Hello. I'm very new to the whole world of data mining and have stumbled
upon UIMA within the last week or so. I'm trying to go through all the
documentation and just create a simple application but am hitting some
road blocks and was wondering where I can find some newbie help. I
realize this is sorta of long, so I appreciate any help anyone can give.

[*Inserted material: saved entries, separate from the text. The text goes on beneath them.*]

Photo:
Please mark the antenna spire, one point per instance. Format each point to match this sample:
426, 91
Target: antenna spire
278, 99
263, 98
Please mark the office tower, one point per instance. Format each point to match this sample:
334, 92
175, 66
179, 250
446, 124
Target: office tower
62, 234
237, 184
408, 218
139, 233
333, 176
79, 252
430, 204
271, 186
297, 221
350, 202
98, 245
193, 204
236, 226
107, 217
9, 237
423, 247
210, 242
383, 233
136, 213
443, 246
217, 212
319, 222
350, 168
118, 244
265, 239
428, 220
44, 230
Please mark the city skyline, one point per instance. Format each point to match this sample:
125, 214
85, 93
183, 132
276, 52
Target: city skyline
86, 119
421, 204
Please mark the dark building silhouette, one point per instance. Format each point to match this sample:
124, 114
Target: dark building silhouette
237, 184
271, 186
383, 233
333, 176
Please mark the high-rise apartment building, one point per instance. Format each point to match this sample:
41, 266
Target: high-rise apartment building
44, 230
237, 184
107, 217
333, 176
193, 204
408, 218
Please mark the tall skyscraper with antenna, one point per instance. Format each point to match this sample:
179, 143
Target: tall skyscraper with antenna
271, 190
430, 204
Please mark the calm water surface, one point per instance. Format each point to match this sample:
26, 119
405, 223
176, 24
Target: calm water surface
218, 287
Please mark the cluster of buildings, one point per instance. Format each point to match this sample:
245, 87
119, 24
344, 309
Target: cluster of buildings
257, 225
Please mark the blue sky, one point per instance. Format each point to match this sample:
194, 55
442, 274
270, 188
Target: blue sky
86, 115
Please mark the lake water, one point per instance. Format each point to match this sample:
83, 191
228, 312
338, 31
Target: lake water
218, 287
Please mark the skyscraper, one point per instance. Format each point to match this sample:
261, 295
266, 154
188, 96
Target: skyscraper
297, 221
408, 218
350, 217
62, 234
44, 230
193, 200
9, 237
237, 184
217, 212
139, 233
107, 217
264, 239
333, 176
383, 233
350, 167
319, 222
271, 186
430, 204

First I have a question: What is the difference between a CAS and a JCas
and why would I want to use one over the other? Is this determined by
the AEs I'm using (i.e. if they are implemented by extending a
JCas_*_impl) or is there some other reason? It seems the CAS is more
developed and has things like CasPools, ability to make CASes with
multiple AEs, Consumers, etc. Should I just be using the CAS interface
and forget about JCas?
My main issue right now is that I can't figure out how to set inputs for
an AE. I can't find any examples of how to do it. See the description
below of what I'm trying to do:
I'm trying to use some pre bundled AEs to parse some text. I basically
want to do Named Entity Extraction on text. So I wrote a simple
application that first does Sentence Boundary detection and prints out
the sentences that it finds. That was easy enough. So now I would like
to take those sentences and feed it into the named entity AE. Both the
Sentence Boundary AE and the NE AE I'm using are from the JULIE lab
(http://www.julielab.de). Reading the documentation for the NE AE it
says that is requires inputs as Sentences (the output of the Sentence
Boundary AE). I cannot figure out how to set those inputs and am stuck
at this point. Once I figure that out, I think I'll be getting NEs out
of the CAS.
So now all that being said, I'm also not sure I'm coding this process
the way I'm supposed to. I eventually want to build all this into a
distributed architecture with many threads running constantly processing
using a pool of extractors. I want to be able to submit documents to
the named entity extractor, then persist the named entities in a
database. I would like to have multiple entry points into the extractor
(i.e. adhoc (here is a doc, extract it now)) or using a collection
reader to pull mulitple docs in at once and parse them all. Right now,
my simple application has 2 CASes and 2 AnalsysEngines (one for Sentence
Detection and one for NE Extraction). It seems like I would just want
to make one AE that does the Sentence Detection and passes it on to the
NE extractor, but I don't get how you do this. Do I need to make a new
AE and define these things in the xml that describes it? Or is this a
CPE?
If anyone has a simple NE example application that could point me in the
right direction, that would be great.
Thanks!
Andrew
|